On Tue, Sep 07, 2010 at 11:21:19PM +0100, Duncan Coutts wrote:
On 7 September 2010 22:50, Ian Lynagh
wrote: I compared the API of Data.Text and Data.ByteString.Char8 and found a number of differences:
Many of these are deliberate and sensible.
Some at least seem just gratuitously different, e.g.: BS: break :: (Char -> Bool) -> ByteString -> (ByteString, ByteString) breakSubstring :: ByteString -> ByteString -> (ByteString, ByteString) Text: break :: Text -> Text -> (Text, Text) breakBy :: (Char -> Bool) -> Text -> (Text, Text)
The thing with text as opposed to lists/arrays is that almost all operations you want to do are substring based and not element based. A Unicode code point (a Char) is sadly only roughly related to the human concept of a character. In particular there are combining characters. So even if you want to search or split on a particular "character" that may mean searching for a short sequence of Chars / code points.

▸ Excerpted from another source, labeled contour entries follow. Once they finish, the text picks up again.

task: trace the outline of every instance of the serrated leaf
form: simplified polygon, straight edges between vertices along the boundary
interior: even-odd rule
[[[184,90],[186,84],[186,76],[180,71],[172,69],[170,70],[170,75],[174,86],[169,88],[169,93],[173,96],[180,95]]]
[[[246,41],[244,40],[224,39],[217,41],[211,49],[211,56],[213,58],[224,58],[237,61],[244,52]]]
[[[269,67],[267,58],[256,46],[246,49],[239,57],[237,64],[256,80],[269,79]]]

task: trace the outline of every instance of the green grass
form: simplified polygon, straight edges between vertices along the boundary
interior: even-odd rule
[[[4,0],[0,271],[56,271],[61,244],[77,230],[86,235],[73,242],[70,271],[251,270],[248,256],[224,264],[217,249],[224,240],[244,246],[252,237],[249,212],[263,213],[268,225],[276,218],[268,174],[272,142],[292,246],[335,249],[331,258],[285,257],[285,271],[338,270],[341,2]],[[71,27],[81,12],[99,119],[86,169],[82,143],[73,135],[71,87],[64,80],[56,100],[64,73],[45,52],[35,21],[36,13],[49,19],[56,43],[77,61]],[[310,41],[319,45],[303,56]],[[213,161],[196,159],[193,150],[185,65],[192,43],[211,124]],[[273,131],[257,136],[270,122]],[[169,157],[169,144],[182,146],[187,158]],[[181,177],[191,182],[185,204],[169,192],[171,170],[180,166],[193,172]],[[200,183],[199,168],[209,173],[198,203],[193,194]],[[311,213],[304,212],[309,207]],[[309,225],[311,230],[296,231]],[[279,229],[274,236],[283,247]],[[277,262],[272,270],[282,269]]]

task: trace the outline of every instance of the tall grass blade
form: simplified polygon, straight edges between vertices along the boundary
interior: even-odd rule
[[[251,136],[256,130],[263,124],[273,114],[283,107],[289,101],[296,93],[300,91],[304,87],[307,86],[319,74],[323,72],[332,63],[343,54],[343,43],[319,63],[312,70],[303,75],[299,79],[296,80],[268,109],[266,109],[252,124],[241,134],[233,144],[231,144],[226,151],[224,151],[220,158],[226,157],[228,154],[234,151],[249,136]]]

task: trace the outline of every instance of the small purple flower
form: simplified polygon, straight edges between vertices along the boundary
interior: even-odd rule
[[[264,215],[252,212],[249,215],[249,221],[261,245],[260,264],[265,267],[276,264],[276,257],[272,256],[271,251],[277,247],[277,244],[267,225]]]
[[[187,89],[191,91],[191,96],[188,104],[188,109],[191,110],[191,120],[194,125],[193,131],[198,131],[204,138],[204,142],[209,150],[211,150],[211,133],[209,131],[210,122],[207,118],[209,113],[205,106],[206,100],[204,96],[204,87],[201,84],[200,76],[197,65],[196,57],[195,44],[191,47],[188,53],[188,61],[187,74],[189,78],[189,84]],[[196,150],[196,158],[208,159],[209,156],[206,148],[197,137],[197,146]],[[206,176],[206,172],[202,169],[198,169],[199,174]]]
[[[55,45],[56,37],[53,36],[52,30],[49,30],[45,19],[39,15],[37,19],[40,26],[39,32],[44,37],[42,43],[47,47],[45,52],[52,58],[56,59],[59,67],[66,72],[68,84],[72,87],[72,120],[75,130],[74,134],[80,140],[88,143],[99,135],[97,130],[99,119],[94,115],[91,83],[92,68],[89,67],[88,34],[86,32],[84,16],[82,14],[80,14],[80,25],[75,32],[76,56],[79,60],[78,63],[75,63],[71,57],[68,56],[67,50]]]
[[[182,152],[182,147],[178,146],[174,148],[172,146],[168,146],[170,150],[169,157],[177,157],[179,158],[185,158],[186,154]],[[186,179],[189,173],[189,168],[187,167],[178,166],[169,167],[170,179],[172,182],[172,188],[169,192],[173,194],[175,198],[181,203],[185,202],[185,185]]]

Hmm, wouldn't you want to be able to break on either <a-with-umlaut> or <a> <umlaut combining character> in that case? Also, even if the intention is that you break [<a>, <umlaut combining character>] people will still use it for other things, e.g. break "END FOO" and wonder why they are not able to do likewise with bytestring. Even if there is a case where you would want different behaviour in the two packages, I think it would be bettre if the function names weren't the same.
I think the two APIs ought to be brought into agreement.
Perhaps. If so, then it is the ByteString.Char8 that ought to be brought into agreement with Text, not the other way around.
I don't have an opinion on what the APIs should look like; I'd just like them to be consistent.
There are a number of other differences which probably want to be tidied up (mostly functions which are in one package but not the other,
What are you thinking of specifically?
There are a number of them: In Text only: center, chunksOf, dropAround, dropWhileEnd, justifyLeft, justifyRight, partitionBy, prefixed, replace, strip, stripEnd, stripStart, suffixed, compareLength, toCaseFold, toLower, toUpper In BS only: copy, elem, elemIndex, elemIndexEnd, elemIndices, findIndices, findSubstring, findSubstrings, foldr', foldr1', notElem, readInt, readInteger, sort, unzip
ByteString has IO functions mixed in with the non-IO functions,
Which I don't think was a good idea. I would prefer to split them up.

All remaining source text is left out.